Comme vous le savez, compte tenu de la position quelque peu étrange de la Turquie pour un pays neutre, les sous-marins des puissances fascistes - l'Allemagne et l'Italie - sont entrés dans la zone d'eau de la mer Noire presque sans encombre jusqu'à la libération de la Crimée en 1944. Cela, bien sûr, a beaucoup contribué à de nombreuses défaites des troupes soviétiques, et pas seulement en Crimée, mais aussi dans la région ukrainienne de la mer Noire et même dans le nord du Caucase. La politique spéciale de "versement" de la Turquie au cours de ces années découlait directement du traité d'amitié turco-allemand, signé à Ankara quelques jours seulement avant l'attaque de l'Allemagne contre l'URSS - le 18 juin 1941.
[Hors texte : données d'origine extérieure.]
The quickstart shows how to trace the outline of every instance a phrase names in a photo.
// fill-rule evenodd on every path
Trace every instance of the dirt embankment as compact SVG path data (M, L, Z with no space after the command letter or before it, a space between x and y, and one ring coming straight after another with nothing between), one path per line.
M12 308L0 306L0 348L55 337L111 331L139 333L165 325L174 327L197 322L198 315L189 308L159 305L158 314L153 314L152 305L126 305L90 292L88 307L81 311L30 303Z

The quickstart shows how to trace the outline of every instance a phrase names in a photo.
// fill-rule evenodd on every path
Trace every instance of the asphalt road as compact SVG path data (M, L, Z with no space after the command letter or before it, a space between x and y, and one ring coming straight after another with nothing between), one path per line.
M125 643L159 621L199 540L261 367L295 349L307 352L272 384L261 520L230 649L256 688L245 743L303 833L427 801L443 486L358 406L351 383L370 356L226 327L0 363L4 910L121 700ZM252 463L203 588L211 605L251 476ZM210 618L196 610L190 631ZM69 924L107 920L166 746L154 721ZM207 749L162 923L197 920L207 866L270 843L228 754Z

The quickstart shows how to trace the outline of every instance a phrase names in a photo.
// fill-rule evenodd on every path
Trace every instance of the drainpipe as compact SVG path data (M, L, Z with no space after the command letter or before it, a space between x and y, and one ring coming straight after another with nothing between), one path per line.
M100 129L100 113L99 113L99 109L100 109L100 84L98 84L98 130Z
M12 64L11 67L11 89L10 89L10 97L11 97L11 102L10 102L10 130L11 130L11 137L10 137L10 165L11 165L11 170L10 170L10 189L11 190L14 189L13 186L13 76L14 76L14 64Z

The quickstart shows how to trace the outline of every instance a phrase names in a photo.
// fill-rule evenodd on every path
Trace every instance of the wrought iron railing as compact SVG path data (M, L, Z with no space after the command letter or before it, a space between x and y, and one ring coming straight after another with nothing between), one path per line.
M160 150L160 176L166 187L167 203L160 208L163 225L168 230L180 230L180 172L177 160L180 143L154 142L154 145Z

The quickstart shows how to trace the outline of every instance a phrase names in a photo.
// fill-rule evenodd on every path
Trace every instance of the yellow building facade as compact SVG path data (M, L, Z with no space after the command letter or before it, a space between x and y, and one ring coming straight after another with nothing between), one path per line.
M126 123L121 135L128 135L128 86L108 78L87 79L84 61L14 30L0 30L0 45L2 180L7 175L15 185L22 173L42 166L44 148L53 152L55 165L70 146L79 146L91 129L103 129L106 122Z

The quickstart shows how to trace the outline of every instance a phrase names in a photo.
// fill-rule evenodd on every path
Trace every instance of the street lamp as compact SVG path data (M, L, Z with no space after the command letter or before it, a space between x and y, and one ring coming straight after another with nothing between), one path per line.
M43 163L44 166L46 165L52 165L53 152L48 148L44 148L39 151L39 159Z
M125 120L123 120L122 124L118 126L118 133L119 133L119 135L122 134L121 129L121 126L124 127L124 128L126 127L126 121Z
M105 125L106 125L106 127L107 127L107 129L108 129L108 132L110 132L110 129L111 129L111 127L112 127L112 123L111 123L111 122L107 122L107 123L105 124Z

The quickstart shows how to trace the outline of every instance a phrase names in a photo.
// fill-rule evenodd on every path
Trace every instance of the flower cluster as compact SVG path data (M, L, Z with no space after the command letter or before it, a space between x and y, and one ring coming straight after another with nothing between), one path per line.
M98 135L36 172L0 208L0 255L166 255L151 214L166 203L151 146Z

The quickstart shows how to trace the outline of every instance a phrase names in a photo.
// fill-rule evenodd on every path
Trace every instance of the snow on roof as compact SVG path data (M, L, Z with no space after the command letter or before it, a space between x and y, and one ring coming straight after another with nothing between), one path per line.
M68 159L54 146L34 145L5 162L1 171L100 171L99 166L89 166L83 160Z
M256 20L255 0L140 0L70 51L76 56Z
Trois ans plus tard, alors que les choses évoluaient déjà vers la victoire finale dans la Grande Guerre patriotique, l'URSS dénonça le traité soviéto-turc indéfini « Sur l'amitié et la neutralité » du 17 décembre 1925. Cela s'est produit le 19 mars 1945 et, comme indiqué dans la note d'accompagnement du gouvernement soviétique, était associé aux politiques antisoviétique et pro-allemande de la Turquie pendant la guerre. Ankara craignait la perte de son statut spécial par rapport aux détroits, et déjà en avril 1945 a lancé des consultations sur la conclusion d'un nouveau traité, similaire à la Convention de Montreux.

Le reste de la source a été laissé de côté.